The real reason Apple has such big cash piles is because they are held overseas and bringing them back to the US would force the company to finally pay taxes on the money. Apple like many companies is waiting for a more favorable tax environment before pulling that money back.

But if you are an investor you should be kind of ticked off that the company has definite revenue and profits and refueses to share it with the share holders that make the company possible in the first place.
2.3 / 5 (3) Feb 07, 2013
Or, better yet, make ALL shares "preferred", and then, instead of just being a place for "investors" to park their money tax free, all stockholdings would be subject to taxation of their earnings, and thus generate some revenue for the Treasury and stimulate real examination by investors of what constitutes an actual investment in the Economy, as opposed to a tax haven and lead to investment strategies which lead to jobs growth, instead of just providing the funds to enable Bain-style racketeering.
not rated yet Feb 08, 2013
preferred share offer no tax haven.

Preferred shares are offered at a premium to regular prices in an effort to raise money with a smaller risk profile.

say the company has stock priced at 100 USD. They want to raise money so they offer a preferred price offering to people who already own their stock. They will offer shares at 90 that are untradable in the market but will convert to normal shares after 2 years of holding time. At which time hopefully the stock has risen and your initial investment of 90 is worth say 125. And you can sell you new common shares. However nothing is free. if you did not chose to buy the preferred shares then the price of the stock will be diluted do to the new common shares being added to the market.
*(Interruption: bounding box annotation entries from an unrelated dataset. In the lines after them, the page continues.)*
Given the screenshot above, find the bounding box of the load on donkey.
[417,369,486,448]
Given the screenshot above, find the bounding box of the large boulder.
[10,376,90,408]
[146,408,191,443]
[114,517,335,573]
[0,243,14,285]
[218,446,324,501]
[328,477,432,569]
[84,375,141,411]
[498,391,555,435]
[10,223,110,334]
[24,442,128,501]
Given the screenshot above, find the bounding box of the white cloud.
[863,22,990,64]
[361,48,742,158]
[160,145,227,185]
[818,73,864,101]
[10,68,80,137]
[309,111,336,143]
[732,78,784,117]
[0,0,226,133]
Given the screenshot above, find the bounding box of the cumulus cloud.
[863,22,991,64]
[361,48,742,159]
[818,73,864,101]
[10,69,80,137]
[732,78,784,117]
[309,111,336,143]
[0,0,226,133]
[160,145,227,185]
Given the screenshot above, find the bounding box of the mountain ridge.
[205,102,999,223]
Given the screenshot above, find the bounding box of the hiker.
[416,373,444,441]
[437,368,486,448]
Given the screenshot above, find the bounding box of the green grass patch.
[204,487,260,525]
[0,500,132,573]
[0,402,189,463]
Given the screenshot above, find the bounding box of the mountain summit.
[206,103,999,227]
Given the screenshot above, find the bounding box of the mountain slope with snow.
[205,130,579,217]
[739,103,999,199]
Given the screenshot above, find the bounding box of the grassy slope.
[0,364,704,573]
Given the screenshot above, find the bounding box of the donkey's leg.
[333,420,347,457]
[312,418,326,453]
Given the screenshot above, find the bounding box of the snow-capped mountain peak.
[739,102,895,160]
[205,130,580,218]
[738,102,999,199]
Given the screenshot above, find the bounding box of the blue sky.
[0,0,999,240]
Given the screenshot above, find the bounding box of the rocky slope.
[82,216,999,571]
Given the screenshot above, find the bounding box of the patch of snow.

And if and when you sell those preferred shares you will have to pay taxes on the income.


All stocks allow you to park your money tax free.. you take risk in whether it will be worth the same when you sell and vs inflation. then you pay tax
not rated yet Feb 08, 2013

please remember when you put money in a checking or savings account you earn real interest. And it is subject to taxation.

If you put your money into the stock market you pay taxes if you earn a positive return.

If you have a negative return you get to write it down as a tax deduction on other earnings.

The only the only place to park your money tax free is under your bed. where it earns you nothing. and begins to rot.

-- on preferred shares

they are not always offered to current investors,

Berkshire Hathaway invested a few billion in a company a few years ago as an investment. The company needed money. BH got preferred shares. If the company should go under -- preferred shareholders get paid back before common stock holders. They have PREFERENCE when it comes to debt repayment in case of insolubility.